In the suit [PDF] filed last month in a U.S. District Court in Atlanta, two consumers each make their case for wanting to purchase the devices without having to bring a note from the doctor.
The first plaintiff is a woman with multiple sclerosis who says that, since being diagnosed with the disease in 1996, she and her husband have learned that these sexual aides have restored some of pleasure that had been lost because of the nerve damage that resulted from her MS.
“She credits the devices with saving her marriage,” reads the complaint.
Additionally, the woman says she and her husband have spoken to others in the MS community about the benefits of these toys, and that she sells toys “to others who seek to use them for intimate sexual activity.” But the Sandy Springs law prevents her from either buying or selling any such devices in the city.
The second plaintiff is a man who buys sex toys both for his own personal use and to be used in his artwork. Because of the Sandy Springs law, he can neither buy the devices nor sell his artwork without proving he has a medical need.
“(Some people) have this dirty mind about how people are going to use it.
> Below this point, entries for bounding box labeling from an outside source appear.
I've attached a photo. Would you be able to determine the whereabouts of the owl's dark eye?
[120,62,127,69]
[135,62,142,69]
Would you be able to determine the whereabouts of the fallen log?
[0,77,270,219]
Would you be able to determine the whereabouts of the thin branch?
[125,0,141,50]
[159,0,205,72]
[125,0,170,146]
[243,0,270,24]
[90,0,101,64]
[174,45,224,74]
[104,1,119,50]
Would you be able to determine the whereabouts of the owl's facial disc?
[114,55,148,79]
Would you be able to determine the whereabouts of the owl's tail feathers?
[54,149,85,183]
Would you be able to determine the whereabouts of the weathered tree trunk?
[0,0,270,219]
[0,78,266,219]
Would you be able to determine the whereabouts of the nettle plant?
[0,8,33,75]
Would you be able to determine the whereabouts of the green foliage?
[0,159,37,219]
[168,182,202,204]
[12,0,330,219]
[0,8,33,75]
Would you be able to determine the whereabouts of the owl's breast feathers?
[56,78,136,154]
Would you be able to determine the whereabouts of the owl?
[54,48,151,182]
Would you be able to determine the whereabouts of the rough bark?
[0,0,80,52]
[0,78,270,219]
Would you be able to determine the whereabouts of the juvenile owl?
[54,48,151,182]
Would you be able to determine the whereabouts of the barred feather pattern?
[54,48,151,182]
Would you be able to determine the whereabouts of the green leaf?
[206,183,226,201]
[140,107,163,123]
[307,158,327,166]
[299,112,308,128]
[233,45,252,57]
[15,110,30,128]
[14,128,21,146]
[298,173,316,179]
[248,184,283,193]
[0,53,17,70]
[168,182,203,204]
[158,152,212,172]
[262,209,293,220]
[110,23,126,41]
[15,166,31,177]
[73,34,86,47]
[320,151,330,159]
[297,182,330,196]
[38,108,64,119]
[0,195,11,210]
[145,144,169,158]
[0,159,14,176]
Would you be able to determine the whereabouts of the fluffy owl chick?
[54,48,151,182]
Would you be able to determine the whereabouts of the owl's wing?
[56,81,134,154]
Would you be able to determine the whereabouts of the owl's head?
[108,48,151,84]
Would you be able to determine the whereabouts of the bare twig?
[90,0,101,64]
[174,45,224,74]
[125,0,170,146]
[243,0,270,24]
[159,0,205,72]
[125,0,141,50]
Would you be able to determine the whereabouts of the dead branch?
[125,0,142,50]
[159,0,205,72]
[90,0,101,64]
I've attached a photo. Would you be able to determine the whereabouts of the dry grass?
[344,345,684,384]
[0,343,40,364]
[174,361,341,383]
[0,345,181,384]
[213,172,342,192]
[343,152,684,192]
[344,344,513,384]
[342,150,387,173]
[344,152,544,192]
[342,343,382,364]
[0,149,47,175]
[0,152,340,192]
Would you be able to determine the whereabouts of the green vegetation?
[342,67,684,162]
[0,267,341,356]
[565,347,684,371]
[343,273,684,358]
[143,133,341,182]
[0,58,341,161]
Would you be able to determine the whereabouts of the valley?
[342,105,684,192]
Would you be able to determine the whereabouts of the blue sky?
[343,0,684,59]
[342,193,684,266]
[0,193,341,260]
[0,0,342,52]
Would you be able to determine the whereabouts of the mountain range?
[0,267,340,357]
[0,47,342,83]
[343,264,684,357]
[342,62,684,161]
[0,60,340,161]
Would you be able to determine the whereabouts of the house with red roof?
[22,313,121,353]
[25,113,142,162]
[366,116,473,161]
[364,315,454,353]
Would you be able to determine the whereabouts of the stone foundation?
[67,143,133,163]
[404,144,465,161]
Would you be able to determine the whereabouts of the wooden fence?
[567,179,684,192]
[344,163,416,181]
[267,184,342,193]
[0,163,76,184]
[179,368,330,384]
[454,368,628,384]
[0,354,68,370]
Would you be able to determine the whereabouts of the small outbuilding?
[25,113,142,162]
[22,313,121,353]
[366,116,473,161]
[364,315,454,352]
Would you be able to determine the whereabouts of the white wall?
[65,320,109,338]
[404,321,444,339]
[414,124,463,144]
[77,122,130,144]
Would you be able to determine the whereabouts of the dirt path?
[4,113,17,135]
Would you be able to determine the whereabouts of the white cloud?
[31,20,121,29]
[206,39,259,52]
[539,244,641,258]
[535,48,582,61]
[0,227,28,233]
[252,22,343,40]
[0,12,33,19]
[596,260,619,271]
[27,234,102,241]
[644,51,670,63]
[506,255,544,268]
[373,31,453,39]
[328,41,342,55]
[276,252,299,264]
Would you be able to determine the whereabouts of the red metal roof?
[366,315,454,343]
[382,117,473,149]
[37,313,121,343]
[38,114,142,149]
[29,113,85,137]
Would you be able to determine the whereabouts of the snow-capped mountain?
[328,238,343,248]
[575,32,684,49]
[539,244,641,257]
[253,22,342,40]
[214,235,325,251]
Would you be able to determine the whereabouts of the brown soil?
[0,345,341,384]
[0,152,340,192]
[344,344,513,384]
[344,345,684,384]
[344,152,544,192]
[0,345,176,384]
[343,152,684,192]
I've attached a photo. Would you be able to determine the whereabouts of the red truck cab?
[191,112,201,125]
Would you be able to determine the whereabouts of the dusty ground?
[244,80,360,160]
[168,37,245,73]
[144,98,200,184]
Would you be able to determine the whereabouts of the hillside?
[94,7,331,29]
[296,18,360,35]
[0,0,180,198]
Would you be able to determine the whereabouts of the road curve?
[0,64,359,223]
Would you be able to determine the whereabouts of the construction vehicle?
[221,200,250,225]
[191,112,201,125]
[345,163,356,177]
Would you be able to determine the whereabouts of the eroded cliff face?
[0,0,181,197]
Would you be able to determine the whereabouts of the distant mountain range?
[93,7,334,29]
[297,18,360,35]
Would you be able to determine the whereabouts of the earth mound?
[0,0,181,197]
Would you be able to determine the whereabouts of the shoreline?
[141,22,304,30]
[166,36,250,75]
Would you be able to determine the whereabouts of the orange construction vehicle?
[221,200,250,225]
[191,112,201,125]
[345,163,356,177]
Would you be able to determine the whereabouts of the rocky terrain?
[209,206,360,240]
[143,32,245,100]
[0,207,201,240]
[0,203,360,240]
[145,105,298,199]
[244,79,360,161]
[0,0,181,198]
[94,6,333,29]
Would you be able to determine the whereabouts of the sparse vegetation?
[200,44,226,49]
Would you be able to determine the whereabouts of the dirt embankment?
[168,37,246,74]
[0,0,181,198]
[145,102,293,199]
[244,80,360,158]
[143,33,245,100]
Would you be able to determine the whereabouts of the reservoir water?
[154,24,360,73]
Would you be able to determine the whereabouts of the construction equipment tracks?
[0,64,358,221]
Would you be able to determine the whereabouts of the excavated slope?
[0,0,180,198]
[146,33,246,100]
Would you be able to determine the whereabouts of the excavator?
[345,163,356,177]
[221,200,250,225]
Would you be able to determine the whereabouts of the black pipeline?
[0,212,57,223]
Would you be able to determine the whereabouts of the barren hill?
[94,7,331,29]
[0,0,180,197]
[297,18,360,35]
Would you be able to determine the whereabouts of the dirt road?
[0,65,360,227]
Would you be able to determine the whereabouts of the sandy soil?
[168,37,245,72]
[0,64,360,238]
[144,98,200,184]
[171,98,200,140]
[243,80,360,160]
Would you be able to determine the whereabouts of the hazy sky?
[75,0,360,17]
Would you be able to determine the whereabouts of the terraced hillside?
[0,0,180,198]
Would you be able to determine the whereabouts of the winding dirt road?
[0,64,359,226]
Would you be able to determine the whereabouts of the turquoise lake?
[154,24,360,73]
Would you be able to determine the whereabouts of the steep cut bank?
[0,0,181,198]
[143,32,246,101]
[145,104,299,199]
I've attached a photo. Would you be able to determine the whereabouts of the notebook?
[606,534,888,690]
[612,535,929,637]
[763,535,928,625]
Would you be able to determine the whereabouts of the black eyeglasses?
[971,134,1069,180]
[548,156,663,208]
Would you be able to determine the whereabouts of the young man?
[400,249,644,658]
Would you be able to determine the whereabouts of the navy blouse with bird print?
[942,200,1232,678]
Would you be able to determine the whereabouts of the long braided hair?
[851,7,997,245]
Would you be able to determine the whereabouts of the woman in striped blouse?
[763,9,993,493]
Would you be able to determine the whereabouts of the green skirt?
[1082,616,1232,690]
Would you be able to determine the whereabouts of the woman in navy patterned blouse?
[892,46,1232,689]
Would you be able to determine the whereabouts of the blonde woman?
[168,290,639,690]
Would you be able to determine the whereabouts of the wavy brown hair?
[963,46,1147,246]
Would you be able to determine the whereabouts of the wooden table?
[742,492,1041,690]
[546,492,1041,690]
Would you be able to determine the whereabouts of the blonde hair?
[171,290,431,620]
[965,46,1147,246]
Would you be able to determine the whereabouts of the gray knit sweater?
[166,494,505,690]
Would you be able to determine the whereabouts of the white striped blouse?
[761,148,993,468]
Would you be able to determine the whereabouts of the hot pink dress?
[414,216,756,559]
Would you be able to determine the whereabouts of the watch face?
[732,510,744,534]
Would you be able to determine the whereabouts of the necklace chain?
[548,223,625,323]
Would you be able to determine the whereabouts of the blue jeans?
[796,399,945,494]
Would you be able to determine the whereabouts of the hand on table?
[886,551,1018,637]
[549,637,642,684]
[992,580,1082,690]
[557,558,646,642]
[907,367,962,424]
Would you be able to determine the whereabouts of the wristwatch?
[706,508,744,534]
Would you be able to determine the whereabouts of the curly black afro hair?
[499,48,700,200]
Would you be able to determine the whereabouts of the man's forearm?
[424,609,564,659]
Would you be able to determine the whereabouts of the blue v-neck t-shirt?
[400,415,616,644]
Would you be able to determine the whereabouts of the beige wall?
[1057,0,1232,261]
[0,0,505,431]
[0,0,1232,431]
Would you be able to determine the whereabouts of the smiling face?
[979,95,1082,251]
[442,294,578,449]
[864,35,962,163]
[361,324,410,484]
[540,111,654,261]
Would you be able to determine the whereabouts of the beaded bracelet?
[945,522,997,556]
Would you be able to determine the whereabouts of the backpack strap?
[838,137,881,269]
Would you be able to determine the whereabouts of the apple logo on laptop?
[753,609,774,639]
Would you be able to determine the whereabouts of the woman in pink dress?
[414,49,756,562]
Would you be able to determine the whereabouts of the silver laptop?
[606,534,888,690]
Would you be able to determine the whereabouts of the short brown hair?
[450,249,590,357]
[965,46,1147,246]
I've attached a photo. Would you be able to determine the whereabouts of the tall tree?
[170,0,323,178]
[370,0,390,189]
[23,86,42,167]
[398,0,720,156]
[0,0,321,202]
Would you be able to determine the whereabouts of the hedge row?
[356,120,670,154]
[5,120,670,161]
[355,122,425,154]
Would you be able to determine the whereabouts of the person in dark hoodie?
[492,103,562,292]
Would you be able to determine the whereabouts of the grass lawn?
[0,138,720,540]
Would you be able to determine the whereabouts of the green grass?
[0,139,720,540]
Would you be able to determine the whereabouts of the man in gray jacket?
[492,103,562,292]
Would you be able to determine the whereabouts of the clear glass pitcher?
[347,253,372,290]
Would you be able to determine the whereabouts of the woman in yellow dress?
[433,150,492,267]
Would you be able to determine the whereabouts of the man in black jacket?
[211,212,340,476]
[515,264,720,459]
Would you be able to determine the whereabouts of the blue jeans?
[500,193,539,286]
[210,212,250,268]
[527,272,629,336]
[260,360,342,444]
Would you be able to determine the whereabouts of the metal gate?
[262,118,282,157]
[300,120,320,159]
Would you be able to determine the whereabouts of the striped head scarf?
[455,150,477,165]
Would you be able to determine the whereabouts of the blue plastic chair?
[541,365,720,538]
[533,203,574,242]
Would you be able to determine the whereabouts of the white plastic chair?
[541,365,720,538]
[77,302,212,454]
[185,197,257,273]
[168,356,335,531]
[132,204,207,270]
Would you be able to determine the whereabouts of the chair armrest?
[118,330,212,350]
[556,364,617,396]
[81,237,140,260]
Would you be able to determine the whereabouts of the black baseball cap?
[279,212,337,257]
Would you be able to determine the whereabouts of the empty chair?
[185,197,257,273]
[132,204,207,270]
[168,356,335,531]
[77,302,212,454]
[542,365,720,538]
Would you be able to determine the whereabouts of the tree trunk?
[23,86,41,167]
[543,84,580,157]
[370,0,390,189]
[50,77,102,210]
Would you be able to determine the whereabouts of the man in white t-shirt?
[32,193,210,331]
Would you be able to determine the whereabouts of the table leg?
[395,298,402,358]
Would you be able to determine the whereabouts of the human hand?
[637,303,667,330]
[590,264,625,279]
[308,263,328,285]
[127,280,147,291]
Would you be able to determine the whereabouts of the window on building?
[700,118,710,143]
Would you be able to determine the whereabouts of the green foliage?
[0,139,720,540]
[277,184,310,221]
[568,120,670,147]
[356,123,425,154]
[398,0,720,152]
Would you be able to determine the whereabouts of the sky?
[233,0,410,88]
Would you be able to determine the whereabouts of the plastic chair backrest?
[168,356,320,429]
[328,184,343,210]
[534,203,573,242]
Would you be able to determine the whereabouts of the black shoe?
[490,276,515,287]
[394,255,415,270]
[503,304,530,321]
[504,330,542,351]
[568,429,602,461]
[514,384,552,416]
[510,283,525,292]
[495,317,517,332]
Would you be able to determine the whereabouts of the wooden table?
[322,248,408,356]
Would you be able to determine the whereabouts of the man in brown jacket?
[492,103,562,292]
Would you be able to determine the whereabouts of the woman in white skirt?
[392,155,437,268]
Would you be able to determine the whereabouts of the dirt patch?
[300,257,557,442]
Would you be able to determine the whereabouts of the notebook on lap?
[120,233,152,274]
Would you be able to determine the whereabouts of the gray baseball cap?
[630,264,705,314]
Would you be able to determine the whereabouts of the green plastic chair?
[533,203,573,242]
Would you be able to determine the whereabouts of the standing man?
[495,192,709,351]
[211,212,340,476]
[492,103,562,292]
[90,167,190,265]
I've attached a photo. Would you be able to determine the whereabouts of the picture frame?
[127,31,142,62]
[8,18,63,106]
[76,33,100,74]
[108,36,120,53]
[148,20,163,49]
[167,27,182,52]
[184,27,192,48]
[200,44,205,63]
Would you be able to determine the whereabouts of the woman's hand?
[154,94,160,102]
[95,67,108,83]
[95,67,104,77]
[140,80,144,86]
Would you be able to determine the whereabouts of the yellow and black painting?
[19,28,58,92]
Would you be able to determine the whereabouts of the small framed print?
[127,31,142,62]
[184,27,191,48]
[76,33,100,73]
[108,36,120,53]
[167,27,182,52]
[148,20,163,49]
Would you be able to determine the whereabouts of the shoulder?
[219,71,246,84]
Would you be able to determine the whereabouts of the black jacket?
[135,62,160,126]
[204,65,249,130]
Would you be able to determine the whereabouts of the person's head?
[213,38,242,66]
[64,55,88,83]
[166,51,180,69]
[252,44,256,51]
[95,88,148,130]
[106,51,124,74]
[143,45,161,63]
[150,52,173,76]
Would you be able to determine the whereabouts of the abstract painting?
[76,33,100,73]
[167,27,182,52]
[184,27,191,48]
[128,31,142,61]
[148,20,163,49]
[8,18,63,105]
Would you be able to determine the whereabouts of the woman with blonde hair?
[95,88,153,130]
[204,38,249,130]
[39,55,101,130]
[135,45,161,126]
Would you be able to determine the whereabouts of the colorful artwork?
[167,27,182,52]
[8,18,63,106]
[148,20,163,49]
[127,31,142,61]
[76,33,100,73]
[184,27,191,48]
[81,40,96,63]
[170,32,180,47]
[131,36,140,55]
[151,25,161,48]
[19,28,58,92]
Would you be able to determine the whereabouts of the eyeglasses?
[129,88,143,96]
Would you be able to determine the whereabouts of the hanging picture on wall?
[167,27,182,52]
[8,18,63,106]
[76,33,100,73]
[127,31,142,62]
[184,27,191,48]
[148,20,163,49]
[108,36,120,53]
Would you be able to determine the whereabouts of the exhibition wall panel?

People really do need devices because they need it for health reasons and to have a healthy intimate life with their spouse,” the female plaintiff told Atlanta’s Channel 2.
The plaintiffs allege that the Sandy Springs ordinance violates the 14th Amendment and “significantly, substantially, and needlessly infringes on Plaintiffs’ interests in and rights to privacy and liberty.” Additionally, by effectively banning the sale of the male plaintiff’s artwork, the lawsuit alleges that the ordinance violates his First Amendment rights.
While the lawsuit does seek “nominal damages,” the female plaintiff says that she isn’t looking for money; she just wants a court to strike down the ordinance.